## Stream: Beginner Questions

### Topic: Product in simple type theory

#### Nicolò Cavalleri (Sep 09 2021 at 16:31):

Up to now I used to think that dependent types were only those types such as Pi or Sigma types that require an indexed family of types. However, I was just reminded by a Lean tutorial (if I understood correctly at least) that a dependent type is any type that depends on another type, and lists and products are also dependent types in calculus of constructions. So how does a product work in Isabelle exactly? I guess it still cannot be considered a dependent type from any point of view?

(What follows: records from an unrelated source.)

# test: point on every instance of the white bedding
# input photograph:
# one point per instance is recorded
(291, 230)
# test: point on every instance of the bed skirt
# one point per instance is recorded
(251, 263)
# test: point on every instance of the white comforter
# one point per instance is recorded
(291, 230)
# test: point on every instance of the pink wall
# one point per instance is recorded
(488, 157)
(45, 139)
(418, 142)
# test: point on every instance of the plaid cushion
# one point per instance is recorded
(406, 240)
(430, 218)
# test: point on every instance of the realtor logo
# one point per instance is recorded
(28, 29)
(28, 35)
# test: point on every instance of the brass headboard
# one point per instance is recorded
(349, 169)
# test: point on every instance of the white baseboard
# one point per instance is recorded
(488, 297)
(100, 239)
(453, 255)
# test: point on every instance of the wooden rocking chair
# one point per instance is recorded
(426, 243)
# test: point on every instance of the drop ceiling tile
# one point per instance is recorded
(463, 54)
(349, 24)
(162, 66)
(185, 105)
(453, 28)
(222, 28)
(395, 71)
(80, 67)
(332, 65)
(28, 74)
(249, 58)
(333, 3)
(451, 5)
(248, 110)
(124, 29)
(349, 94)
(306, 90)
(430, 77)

#### Kevin Kappelmann (Sep 09 2021 at 16:33):

A dependent type is a type that depends on a term, not another type.

#### Nicolò Cavalleri (Sep 09 2021 at 16:36):

Ok thanks I'd guess my question still holds with this correction doesn't it?

#### Kevin Kappelmann (Sep 09 2021 at 16:42):

You can construct types that depend on other types in isabelle. Those are just type constructors.

#### Eric Bond (Sep 13 2021 at 14:38):

Isabelle does not have dependent types. It uses classical logic vs dependent type theory

#### Kevin Kappelmann (Sep 14 2021 at 17:16):

Eric Bond said:

Isabelle does not have dependent types. It uses classical logic vs dependent type theory

It is based on a simply typed lambda calculus, not classical logic. You can just as well work with non-constructive logics in Isabelle.

#### Wolfgang Jeltsch (Sep 14 2021 at 18:37):

The meta-logic Isabelle/Pure is a simply-typed λ-calculus with a rudimentary intuitionistic logic. Using this meta-logic, multiple object logics can be implemented. Several such object logics are part of the Isabelle distribution. The most famous of them is Isabelle/HOL, which is a classical logic. Thus, Kevin is right with respect to Isabelle/Pure, and Eric is right with respect to Isabelle/HOL.

Last updated: Aug 15 2022 at 04:16 UTC